ISLAMABAD: Pakistan’s two key oil importing facilities at Karachi Port and Port Qasim are facing extreme congestion because of port constraints and increasing road and sea transport, resulting in economic loss and higher financial costs.

A top government official at the petroleum division told Dawn that a series of gaps in port handling facilities and onward transportation to upcountry had been identified by independent consultants, asking the government to swiftly move to address these constraints.

“One of the main areas of concern is the constraints at the ports due to increasing traffic and the resulting congestion” but other obstacles also include limited storage facilities at ports, non-utilisation of a specialised oil pier, excessive sampling and testing times, use of oil piers by non-oil tankers and low pumping rates of oil and non-oil tankers, the official quoted a report as highlighting.

“The main constraint in the handling of cargoes at Keamari is inadequate storages of POL products, specially the storages for the fast increasing volumes of motor gasoline, commonly known as petrol,” the report said.

Government advised to build a new terminal at Port Qasim

Generally, one tanker of 50,000 tonnes could be unloaded each week and “hence the limiting capacity of motor gasoline handling at Keamari on the basis of available storage be considered as 2.3 million tonnes per year (46 ships of 50,000 tonnes each)”, the official said.

In just six months, there was an additional waiting time of 274 days for ships at the outer anchorage and an extra 63 days on berth. Based on 160 available days in six months, this translates into about two ships of 36,000 tonnes capacity continuously providing additional operational storage to shore tanks.

The report has also highlighted the need for tremendously increasing storages at Keamari and also at the same time increasing imports of petrol. It has been reported that a ban on new tank construction at Keamari and land availability for this magnitude of storage development is also a big limitation at the port.

The report pointed out that oil handling facilities at the Port Qasim were reasonably enough at present but the situation after 2019-20 would change for which the government and the PQ authorities should plan now and construct a new terminal.

Simultaneously, it has been advised as a long-term solution to shift petrol transportation through white oil pipeline instead of road transport to reduce traffic congestion and upliftment rate. The white oil pipeline is currently being used for transportation of high-speed diesel (HSD) from PQ to Mehmoodkot with almost half capacity utilisation which could be converted to duel-fuel (petrol and diesel) delivery.

Till such time, the petrol dispatches to upcountry destinations will continue through tank lorries only. “As the imports of petrol increase, traffic congestion on Karachi roads will become a major issue,” said the report advocating shifting of bigger part of petrol imports to Port Qasim as Fotco jetty was away from Karachi city and close to Karachi exit points.
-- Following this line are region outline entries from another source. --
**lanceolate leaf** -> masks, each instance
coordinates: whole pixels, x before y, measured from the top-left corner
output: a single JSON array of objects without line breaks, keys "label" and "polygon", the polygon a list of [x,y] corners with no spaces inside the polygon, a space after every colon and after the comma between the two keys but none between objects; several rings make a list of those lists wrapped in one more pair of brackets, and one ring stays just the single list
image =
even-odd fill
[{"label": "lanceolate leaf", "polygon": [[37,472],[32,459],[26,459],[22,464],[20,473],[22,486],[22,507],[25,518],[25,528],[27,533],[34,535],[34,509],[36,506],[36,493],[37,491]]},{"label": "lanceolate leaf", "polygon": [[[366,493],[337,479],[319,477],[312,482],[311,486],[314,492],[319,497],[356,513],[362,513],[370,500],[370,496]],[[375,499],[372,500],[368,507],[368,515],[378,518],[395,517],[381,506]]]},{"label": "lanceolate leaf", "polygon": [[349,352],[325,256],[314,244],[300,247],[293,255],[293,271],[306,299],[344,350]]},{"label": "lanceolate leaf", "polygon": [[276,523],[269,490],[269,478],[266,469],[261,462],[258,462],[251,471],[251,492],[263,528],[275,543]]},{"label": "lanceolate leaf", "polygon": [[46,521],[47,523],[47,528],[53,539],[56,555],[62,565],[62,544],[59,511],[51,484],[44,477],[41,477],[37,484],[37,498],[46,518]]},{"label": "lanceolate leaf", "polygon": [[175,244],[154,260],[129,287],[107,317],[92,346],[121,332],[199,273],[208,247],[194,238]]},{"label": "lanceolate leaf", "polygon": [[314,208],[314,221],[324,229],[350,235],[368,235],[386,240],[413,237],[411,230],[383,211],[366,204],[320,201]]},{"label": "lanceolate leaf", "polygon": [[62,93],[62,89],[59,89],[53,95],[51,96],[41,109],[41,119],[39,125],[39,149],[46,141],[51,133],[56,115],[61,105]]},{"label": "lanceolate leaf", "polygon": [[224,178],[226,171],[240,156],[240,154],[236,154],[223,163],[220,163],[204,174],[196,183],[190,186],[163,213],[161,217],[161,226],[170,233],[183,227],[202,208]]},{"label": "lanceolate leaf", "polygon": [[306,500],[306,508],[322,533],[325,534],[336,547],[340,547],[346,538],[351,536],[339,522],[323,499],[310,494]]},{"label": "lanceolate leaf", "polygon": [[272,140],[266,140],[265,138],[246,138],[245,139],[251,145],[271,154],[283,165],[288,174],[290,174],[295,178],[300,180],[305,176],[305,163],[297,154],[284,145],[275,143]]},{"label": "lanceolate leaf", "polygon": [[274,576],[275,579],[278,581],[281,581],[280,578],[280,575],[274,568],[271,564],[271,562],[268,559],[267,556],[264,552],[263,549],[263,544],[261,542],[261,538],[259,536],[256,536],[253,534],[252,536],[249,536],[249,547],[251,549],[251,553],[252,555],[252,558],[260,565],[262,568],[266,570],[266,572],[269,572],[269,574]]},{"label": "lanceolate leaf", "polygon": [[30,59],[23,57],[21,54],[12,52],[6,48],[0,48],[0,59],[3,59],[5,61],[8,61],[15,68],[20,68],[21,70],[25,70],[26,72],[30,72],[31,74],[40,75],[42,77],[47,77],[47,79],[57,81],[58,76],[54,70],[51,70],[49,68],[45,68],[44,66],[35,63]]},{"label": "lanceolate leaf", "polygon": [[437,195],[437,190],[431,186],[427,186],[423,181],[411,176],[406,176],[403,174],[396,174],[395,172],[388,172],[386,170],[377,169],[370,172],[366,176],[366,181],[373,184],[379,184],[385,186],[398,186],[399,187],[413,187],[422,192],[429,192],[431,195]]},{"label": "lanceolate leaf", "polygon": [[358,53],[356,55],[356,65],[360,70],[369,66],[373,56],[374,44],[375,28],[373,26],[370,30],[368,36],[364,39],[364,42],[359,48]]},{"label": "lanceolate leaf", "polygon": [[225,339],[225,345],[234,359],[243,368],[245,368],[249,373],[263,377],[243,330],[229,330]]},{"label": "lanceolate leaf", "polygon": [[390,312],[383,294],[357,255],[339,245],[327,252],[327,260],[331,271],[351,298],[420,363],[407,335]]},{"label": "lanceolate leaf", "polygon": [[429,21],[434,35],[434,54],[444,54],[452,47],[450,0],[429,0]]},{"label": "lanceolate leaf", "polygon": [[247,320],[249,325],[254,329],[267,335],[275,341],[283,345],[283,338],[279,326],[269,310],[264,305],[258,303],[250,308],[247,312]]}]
It said the one of the main reason for the bottlenecks at Fotco (PQ) was the use of the white oil pipeline as storage rather than a pipeline system. For example in the fiscal year 2014-15, the pumping down time of white oil pipeline was just 134 days, meaning by that 134 days out of 335 days in a year pumping of this pipeline was stopped.

“The main reason of this storage is insufficient or no ullage (the amount by which a container falls short of being full) at Mehmoodkot for receiving HSD from Port Qasim”. This capacity constraint is because of bottlenecks in onward dispatches of HSD to local oil marketing companies.

To address the problem, storage should be developed at Mehmoodkot so that Port Qasim storages remain free to receive HSD imports through tankers at Fotco. The report has also recommended utilising the capacity of Byco’s single point mooring facility for furnace oil imports and diversion of Hub Power Company’s fuel requirement through Byco pipeline instead of PSO’s tankers by restructuring the long-term contract between Asia Petroleum and the PSO.